Four elementary schools in town are thinking of less fortunate children in India this week with a special Valentine's Day project that involves them donating their spare change.
Local students at Bancroft, Sanborn and South elementary schools and Shawsheen School decorated containers for the Akshaya Patra Foundation and are collecting coins. The money will be donated to the foundation, which cooks and delivers meals to under-nourished Indian schoolchildren. The foundation's staggering numbers show it feeds 966,000 children daily in 5,600 schools from 16 kitchens in six different states in India.
"The idea is to make a child from India your valentine," said former South School Principal Eileen Woods, who has helped organize the school effort. "Especially now, with the way the economy is, we wanted it to be a very concentrated time around Valentine's Day.
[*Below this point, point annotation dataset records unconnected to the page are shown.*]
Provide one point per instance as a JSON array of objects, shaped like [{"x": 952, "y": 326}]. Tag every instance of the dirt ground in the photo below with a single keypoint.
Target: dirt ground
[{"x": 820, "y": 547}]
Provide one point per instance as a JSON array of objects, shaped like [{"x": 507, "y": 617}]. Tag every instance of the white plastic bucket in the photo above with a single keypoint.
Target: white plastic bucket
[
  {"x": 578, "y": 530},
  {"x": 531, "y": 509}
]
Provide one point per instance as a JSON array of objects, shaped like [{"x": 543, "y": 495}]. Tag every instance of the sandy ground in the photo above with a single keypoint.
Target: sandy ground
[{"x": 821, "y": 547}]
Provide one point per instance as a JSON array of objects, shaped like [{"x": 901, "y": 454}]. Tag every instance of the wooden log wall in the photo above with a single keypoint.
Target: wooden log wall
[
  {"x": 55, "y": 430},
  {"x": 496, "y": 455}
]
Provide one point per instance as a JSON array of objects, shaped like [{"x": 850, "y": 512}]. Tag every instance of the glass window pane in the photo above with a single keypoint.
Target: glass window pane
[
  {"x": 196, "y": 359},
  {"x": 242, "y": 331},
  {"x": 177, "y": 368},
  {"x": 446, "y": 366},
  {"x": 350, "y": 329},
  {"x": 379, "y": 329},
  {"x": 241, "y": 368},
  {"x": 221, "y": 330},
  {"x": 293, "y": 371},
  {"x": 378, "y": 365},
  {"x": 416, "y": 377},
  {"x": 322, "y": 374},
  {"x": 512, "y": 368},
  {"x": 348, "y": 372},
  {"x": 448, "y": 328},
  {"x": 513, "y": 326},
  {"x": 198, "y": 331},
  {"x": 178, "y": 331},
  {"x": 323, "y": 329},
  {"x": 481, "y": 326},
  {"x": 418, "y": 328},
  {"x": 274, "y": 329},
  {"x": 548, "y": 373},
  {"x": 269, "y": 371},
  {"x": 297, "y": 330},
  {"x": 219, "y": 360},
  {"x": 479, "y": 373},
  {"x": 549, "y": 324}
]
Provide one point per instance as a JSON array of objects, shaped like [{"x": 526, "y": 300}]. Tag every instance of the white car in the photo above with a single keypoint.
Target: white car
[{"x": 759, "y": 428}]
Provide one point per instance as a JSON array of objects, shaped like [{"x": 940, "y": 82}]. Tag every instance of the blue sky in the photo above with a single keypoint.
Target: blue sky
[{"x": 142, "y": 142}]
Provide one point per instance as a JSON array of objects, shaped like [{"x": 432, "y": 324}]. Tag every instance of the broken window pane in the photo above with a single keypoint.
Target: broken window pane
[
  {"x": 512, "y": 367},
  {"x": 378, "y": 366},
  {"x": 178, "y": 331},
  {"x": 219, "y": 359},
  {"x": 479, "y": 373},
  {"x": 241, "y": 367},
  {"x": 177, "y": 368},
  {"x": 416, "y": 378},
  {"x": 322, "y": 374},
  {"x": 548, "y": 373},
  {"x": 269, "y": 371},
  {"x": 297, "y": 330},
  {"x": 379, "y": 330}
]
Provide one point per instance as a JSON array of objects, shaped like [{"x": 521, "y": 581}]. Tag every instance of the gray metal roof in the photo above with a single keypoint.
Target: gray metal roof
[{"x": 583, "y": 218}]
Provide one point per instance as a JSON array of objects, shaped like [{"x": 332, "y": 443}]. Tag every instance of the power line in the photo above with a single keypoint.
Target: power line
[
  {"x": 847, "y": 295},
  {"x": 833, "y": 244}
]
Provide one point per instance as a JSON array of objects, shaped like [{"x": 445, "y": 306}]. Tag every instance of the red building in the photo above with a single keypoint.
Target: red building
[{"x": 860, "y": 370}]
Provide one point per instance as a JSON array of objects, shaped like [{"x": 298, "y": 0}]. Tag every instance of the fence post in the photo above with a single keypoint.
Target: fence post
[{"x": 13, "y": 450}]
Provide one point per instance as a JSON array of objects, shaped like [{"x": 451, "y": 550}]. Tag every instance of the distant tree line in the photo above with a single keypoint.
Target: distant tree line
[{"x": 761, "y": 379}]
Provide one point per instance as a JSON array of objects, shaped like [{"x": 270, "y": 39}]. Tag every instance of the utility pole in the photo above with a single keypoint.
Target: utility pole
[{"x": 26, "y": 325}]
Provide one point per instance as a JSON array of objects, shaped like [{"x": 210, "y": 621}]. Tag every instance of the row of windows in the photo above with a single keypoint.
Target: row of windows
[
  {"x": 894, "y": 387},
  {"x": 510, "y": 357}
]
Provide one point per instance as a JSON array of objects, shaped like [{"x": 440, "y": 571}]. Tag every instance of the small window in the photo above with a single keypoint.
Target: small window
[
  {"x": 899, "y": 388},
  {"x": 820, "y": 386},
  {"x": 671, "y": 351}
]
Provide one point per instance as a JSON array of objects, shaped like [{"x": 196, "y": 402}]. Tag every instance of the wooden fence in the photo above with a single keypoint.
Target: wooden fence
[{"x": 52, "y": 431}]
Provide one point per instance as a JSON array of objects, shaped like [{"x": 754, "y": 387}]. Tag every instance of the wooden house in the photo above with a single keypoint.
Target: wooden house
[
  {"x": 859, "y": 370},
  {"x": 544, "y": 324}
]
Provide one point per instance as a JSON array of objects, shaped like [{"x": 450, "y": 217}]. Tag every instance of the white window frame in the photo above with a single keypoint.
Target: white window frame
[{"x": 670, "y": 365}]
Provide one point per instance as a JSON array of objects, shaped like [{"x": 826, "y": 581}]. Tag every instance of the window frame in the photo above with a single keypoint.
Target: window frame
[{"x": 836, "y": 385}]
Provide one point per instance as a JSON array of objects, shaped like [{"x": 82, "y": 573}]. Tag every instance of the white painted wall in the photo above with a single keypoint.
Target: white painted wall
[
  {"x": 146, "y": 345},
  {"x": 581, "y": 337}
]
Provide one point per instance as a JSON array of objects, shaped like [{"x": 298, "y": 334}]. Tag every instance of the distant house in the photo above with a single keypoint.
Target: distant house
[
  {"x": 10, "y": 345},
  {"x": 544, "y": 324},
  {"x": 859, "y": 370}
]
And I think it teaches the kids to think globally."
"It's a very nice, gentle concept on Valentine's Day," said Andover resident Madhu Sridhar. "They will know about children in India, [and think] 'they are our peers, and we can make them our valentines also.'"
Sridhar and fellow Andover residents Gururaj "Desh" and Jaishree Deshpande help run and support the U.S. office of Akshaya Patra, which operates the largest nongovernmental school-meal program in the world.
Some 40 percent of India's school-age children drop out before the sixth grade. Meals provide an incentive to children to come to school and stay in school. For many Indian children this is their only complete meal of the day, according to the foundation.
Akshaya Patra uses local food stocks and innovative technology to keep costs low enough to feed a child for an entire year for $28.
"When you think about what it costs to feed a child for the entire year, $28 isn't bad," said Woods. "It's amazing."
"For 12 cents, they can get a meal," said Sridhar.
Akshaya Patra's mechanized kitchens are designed by engineers to run inexpensively. The kitchens use local food to reduce costs associated with transportation and food spoilage while supporting the local economy.
The Foundation's goal is to feed one million students by 2010.
Interviews by Neil Fater contributed to this article.